The lesson began with more lengthening to collected transitions, but a little more complex than before. The exercise included a 10 meter (15 meters @ canter) circle around a fence within the collected gait, followed by a lengthening down the long side to another collected circle around another fence, then rinse and repeat. A lot of the focus here was keeping him straight through the shoulder (which likes to pop out) while still maintaining a slight bend to the inside (sometimes I overcorrect and counter-bend by accident), all while keeping the collected trot/canter active. Collection proved to be the toughest part of this exercise, and we were praised for getting a better response to the lengthening cue (though I need to maintain contact and keep the connection when shooting off).
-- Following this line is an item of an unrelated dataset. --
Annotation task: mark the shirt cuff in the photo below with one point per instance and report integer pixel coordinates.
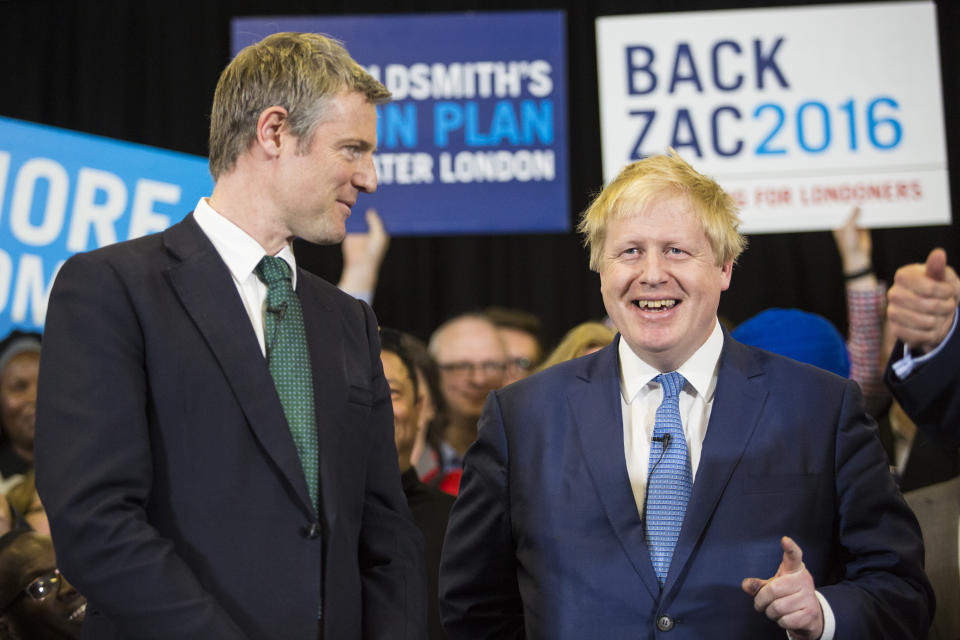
(905, 365)
(829, 622)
After this, we reviewed jumps on a circle, spiraling from a 15 meter canter circle out to a large circle that included an oxer and a vertical. Once again, the emphasis was put on keeping him straight. Doug pointed out that when we were straight we got much better spots, and that the quality of the canter needs to be addressed at all times. If I find myself getting to a long spot, I tend to pump my hands, when instead I should sit back a little and allow my seat/leg to do the work.
Pumping at its finest:
Then the fun [difficult] stuff began. Two small fences (2′) were set up in the middle of the arena. My goal was to go through them at a pretty extreme angle (30 degrees or so), with 3 strides in between. The first time I went through without seeing my line, and totally flubbed it. Then I was shown where my line was, and when I should look vs when I should turn (a remnant from the last lesson), and actually got through it, albeit with a little more wiggle than desirable. A third time through, and it was much smoother. Having the angled fence approach is our toolbox will be very valuable, so if we ever get off our line to an element, Foster will know he can still take it. My homework is to practice over a small warmup cross country fence at the show, followed by a lesser angle to a larger fence, and get him mentally sharp in preparation for this idea.
We finished with a short course of 4 fences, including a 1 stride and the couple new fences I have introduced to the arena, the swedish-oxer-liverpool fence and a brick wall. Once again, straightness was an issue, as I tend to not think about my approach until the base of the fence. Instead, I need to be straight 4 strides out, in order to give Foster the best chance possible of being successful. Something interesting, too, that I learned (and this was a duh! moment on my behalf), was with a Swedish oxer you shouldn’t jump the middle, but jump the side that appears as an ascending oxer. So with the below jump, I would approach this slightly left of center:
Overall, this was another great jumping lesson where I took a lot away. I have confidence in the new bit and hope he rates well in it cross country. With each exercise we improved and once again, I have great homework to work on for some time. It felt good to practice both fences that were technical, and a course that was at or slightly above the height we’ll be competing at this weekend. Because of lesson conflicts this week, I am not sure I will have another opportunity to jump before the show, but I feel like this was a great note to finish on for our prep!